1, and the transistors formed in the island region have separate structures having a common emitter. Of course, the structure shown in FIGS. 3 and 4 may also be applied to the example shown in FIG. 5 in order to make it a high-power device.

Further, in the above embodiments, an NPN type transistor structure has been described, but it is obvious that the present invention can be applied to a PNP type transistor structure.

As described above, according to the present invention, since the active region is not affected by the device surface, a device without surface noise can be obtained, and the device has a simple structure, which reduces the device area and is expected to improve the degree of integration. can.
Furthermore, it is possible to easily form high-power devices. In addition, since the collector layer is formed to a certain depth and the collector and emitter are connected by a depletion layer, if the depth of the collector layer is controlled, the concentration of the epitaxial layer can be reduced to an extremely low level like SIT. There is an advantage that the concentration does not need to be set, and the concentration does not need to be precisely controlled.

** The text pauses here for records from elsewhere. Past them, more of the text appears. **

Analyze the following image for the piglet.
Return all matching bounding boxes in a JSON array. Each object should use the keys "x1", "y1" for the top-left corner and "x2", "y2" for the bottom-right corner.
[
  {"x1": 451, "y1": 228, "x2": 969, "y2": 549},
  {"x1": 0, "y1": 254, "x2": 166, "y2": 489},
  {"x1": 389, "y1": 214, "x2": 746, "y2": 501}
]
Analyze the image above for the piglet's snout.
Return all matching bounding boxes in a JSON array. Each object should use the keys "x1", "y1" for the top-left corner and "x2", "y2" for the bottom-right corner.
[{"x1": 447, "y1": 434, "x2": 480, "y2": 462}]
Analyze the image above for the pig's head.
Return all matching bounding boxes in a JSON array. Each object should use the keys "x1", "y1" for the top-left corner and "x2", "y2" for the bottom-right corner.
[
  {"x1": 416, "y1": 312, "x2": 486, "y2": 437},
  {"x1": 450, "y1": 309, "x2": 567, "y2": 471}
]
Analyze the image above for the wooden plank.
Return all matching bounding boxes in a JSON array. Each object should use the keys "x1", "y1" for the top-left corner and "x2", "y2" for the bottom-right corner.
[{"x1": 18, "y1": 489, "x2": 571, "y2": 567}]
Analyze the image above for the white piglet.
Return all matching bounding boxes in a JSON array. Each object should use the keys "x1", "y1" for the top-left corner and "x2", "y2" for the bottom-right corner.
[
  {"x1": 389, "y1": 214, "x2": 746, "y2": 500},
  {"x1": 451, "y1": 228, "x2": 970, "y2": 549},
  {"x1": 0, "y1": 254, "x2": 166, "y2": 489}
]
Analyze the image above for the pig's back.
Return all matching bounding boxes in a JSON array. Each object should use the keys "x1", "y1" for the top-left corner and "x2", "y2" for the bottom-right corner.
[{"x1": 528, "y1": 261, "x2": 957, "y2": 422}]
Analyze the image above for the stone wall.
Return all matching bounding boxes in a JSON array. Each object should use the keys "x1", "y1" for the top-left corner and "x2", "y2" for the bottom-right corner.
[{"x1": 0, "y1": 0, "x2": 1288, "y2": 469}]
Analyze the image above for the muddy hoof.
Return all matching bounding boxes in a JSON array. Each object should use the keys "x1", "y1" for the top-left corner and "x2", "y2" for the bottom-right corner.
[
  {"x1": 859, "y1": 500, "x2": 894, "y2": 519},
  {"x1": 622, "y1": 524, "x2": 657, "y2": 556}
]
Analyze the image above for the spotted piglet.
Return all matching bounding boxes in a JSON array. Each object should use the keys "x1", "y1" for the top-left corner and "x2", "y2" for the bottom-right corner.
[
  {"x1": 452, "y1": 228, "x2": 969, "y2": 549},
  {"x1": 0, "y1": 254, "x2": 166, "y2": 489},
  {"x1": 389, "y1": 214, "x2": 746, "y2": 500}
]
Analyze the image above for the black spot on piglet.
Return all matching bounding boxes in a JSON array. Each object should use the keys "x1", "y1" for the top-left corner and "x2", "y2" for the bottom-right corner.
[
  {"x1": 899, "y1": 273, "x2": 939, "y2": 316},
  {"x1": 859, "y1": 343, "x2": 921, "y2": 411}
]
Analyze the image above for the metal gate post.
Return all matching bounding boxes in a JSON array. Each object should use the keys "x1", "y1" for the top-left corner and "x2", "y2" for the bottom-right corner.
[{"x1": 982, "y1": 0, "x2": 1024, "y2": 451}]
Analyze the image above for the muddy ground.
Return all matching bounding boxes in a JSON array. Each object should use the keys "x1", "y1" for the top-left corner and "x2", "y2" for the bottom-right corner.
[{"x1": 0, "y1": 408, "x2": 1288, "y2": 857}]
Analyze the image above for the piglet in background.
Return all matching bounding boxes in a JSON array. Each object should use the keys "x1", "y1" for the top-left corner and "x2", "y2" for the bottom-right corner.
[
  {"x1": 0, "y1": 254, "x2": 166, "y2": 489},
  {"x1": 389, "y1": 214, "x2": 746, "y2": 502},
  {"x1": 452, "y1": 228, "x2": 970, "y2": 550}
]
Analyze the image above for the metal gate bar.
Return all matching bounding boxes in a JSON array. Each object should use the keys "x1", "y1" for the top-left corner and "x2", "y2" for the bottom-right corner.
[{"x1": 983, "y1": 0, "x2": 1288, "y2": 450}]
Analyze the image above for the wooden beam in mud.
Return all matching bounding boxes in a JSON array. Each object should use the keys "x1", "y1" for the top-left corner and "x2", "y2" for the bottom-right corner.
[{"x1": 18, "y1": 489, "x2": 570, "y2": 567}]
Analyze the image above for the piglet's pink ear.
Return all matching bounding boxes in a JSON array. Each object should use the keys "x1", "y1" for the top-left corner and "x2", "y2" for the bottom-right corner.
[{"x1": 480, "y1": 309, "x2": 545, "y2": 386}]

[Brief explanation of the drawing]

FIG. 1 is a cross-sectional view of a conventional DBT element, and FIG. 2 is a diagram showing one embodiment of the present invention, where a is a plan view and b is a
3 is a diagram showing another embodiment of the present invention, a is a plan view, b is a BB' sectional view of a,
FIG. 4 is a diagram showing another embodiment of the present invention, in which a is a plan view, b is a sectional view taken along line C-C' of a, and FIG. 5 is a sectional view showing another embodiment of the present invention. Explanation of symbols of main parts, 10...Emitsuta layer,
11...Epitaxial layer, 12...Collector region, 13, 17...Depletion layer, 14...High concentration impurity region for base electrode, 16...Isolation region.

Claims (1)

[Scope of Claims] 1. An emitter layer of a first conductivity type, a semiconductor layer formed on the emitter layer and having a low concentration impurity of a second conductivity type, and the second semiconductor layer formed in the semiconductor.
a highly concentrated impurity region of a conductivity type; and a collector region of the first conductivity type formed deeper than the impurity region in the semiconductor layer and surrounding sidewalls of the region at a distance, the collector region being formed around the collector region; A semiconductor device, wherein the depths of the semiconductor layer and the collector region are set such that a depletion layer reaches the emitter layer, and a base electrode is led out from the impurity region. 2. The semiconductor layer device according to claim 1, wherein the impurity region comprises a plurality of regions commonly connected by the base electrode. 3 an emitter layer of a first conductivity type, a semiconductor layer formed on the emitter layer and having a low concentration impurity of a second conductivity type, and the second semiconductor layer formed in the semiconductor.
a highly concentrated impurity region of a conductivity type; a collector region of the first conductivity type formed deeper than the impurity region in the semiconductor layer and surrounding sidewalls of the region at a distance; and a collector region of the collector region in the semiconductor layer; an isolation region of the first conductivity type formed deeper than the impurity region around the semiconductor layer and the collector region such that a depletion layer generated around the collector region and the isolation region reaches the emitter layer; Furthermore, a semiconductor device characterized in that the depth of the isolation region is set, and a base electrode is led out from the impurity region.